No hay premio por correr. Un niño que pasa un mes entero en las horas en punto no va retrasado. Está construyendo la base que hace fácil todo lo demás.

Ancla cada hora a su día

Las horas sueltas no significan nada para un niño. "Las cuatro y media" es ruido. "Las cuatro y media, cuando sales del cole y meriendas" es información.

Así que usa su rutina como material de clase:

  • "Comemos a las doce y media. Mira el reloj: ¿ya casi es?"
  • "El baño es a las ocho. ¿Dónde estará la aguja pequeña?"
  • "Quedan diez minutos de parque. ¿En qué número estará la aguja grande cuando nos vayamos?"

Pregunta "¿qué hora es?" solo cuando la respuesta le importe de verdad. Un niño que quiere saber cuánto falta para su serie aprende más rápido que uno rellenando una ficha, porque tiene un motivo para mirar el reloj.

Pon un reloj de verdad a su altura

Suena obvio y casi nadie lo hace: cuelga un reloj analógico donde el niño pueda verlo bien, en la cocina o en su cuarto. Uno con los 12 números bien claros, nada de números romanos ni esferas de diseño sin marcas.

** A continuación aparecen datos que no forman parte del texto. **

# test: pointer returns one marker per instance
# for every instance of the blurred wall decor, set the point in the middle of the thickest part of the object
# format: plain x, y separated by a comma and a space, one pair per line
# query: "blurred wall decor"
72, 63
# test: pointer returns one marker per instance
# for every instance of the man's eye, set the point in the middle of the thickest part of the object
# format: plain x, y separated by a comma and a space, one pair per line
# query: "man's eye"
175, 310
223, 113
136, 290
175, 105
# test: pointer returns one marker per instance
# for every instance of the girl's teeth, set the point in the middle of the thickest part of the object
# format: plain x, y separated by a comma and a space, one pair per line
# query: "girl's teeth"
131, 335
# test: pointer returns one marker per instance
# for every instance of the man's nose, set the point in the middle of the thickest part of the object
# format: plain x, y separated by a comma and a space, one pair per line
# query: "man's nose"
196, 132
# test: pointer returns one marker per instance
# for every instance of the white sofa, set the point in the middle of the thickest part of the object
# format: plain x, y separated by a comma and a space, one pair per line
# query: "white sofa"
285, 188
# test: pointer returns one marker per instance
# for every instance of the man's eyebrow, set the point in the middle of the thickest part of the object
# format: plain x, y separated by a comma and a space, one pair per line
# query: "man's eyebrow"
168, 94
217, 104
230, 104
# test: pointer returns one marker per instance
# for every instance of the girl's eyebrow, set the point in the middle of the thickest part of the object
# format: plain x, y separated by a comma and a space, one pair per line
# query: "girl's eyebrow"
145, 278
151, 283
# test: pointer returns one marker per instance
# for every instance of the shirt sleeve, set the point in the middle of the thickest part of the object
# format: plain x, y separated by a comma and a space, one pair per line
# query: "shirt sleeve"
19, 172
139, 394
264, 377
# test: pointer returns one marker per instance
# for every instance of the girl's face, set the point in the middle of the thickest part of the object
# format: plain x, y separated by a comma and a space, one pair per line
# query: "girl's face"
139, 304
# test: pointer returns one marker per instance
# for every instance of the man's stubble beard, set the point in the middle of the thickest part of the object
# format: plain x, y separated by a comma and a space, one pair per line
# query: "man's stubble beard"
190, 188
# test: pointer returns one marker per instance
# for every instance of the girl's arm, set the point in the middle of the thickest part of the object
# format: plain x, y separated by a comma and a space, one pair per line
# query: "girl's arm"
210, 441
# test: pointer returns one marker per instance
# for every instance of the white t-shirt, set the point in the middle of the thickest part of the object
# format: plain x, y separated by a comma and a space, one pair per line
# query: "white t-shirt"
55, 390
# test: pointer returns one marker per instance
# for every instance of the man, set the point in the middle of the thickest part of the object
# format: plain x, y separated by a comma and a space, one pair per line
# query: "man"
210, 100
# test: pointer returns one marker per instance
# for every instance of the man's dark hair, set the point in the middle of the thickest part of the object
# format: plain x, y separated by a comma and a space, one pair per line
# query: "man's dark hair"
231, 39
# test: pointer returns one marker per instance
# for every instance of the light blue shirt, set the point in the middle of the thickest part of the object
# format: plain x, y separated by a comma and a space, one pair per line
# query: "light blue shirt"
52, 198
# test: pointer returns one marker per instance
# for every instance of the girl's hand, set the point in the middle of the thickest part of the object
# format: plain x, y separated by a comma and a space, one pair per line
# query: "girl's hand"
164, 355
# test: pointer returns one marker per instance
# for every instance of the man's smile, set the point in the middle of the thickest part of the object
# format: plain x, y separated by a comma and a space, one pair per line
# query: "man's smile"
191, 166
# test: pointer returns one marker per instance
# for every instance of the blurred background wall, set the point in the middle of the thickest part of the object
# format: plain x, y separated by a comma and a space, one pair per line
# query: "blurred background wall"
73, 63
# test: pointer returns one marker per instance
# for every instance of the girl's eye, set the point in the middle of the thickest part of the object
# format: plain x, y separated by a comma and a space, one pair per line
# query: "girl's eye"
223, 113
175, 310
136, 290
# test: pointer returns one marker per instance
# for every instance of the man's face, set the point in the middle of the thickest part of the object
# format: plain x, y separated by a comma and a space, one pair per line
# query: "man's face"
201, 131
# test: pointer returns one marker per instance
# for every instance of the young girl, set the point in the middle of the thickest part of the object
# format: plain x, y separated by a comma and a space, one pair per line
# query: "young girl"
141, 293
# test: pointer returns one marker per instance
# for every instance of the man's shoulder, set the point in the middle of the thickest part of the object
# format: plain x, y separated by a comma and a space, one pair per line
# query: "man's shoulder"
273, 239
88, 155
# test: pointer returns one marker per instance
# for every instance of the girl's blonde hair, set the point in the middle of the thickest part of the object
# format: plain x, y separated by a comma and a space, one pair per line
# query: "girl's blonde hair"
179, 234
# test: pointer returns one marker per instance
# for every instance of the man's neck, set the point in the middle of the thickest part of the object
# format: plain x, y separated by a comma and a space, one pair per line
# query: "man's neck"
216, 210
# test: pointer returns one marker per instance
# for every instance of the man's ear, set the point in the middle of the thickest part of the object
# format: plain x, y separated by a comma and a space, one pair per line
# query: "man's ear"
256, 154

Mejor todavía si puede tocarlo. Un reloj de juguete con agujas que giran, o uno hecho en casa con un plato de papel y dos tiras de cartulina, deja que el niño ponga las horas él mismo. "Ponme las cinco en punto" enseña más que leerlas, porque tiene que pensar dónde va cada aguja en vez de reconocer el dibujo.

La confusión más común: la aguja pequeña entre dos números

Llega antes o después. Son las dos y media, la aguja pequeña está a mitad de camino entre el 2 y el 3, y tu hijo dice que son "las tres y media". O peor: a las 2:55 la aguja pequeña casi toca el 3, y jura que son las tres menos cinco de la tarde siguiente, las tres y algo, cualquier cosa menos las dos.

No es un despiste, es lógica: le enseñaste que la aguja pequeña señala la hora, y ahora señala el 3. Prueba esta explicación: la aguja pequeña funciona como la edad. Tienes 6 años hasta el día que cumples 7, aunque falte una semana. El reloj dice "las dos" hasta que la aguja llega de verdad al 3, aunque esté a punto.

Y practícalo a propósito: pon el reloj de juguete en las 2:50, las 4:55, las 6:40, y pregunta solo "¿qué hora es, sin los minutos?" hasta que la aguja pequeña deje de engañarle.

Qué puedes hacer hoy

Cuelga un reloj de agujas donde tu hijo lo vea y di una hora anclada en la comida: "Las doce y media, hora de comer. Mira, la aguja grande en el 6." Con eso ya has empezado.

Para practicar la lectura, nuestro juego de las horas sigue exactamente esta secuencia: cinco niveles, de las horas en punto a cualquier minuto, y la aguja de las horas se mueve poco a poco entre los números como en un reloj de verdad. Sin cronómetro y sin presión: dos o tres relojes al día bastan. Si ya tienes una rutina diaria de mates de 5 minutos, leer un reloj encaja perfecto como actividad de un día.

Y a partir de ahí, deja que el reloj de la pared haga el resto. Cada "¿cuánto falta para el parque?" es una clase gratis.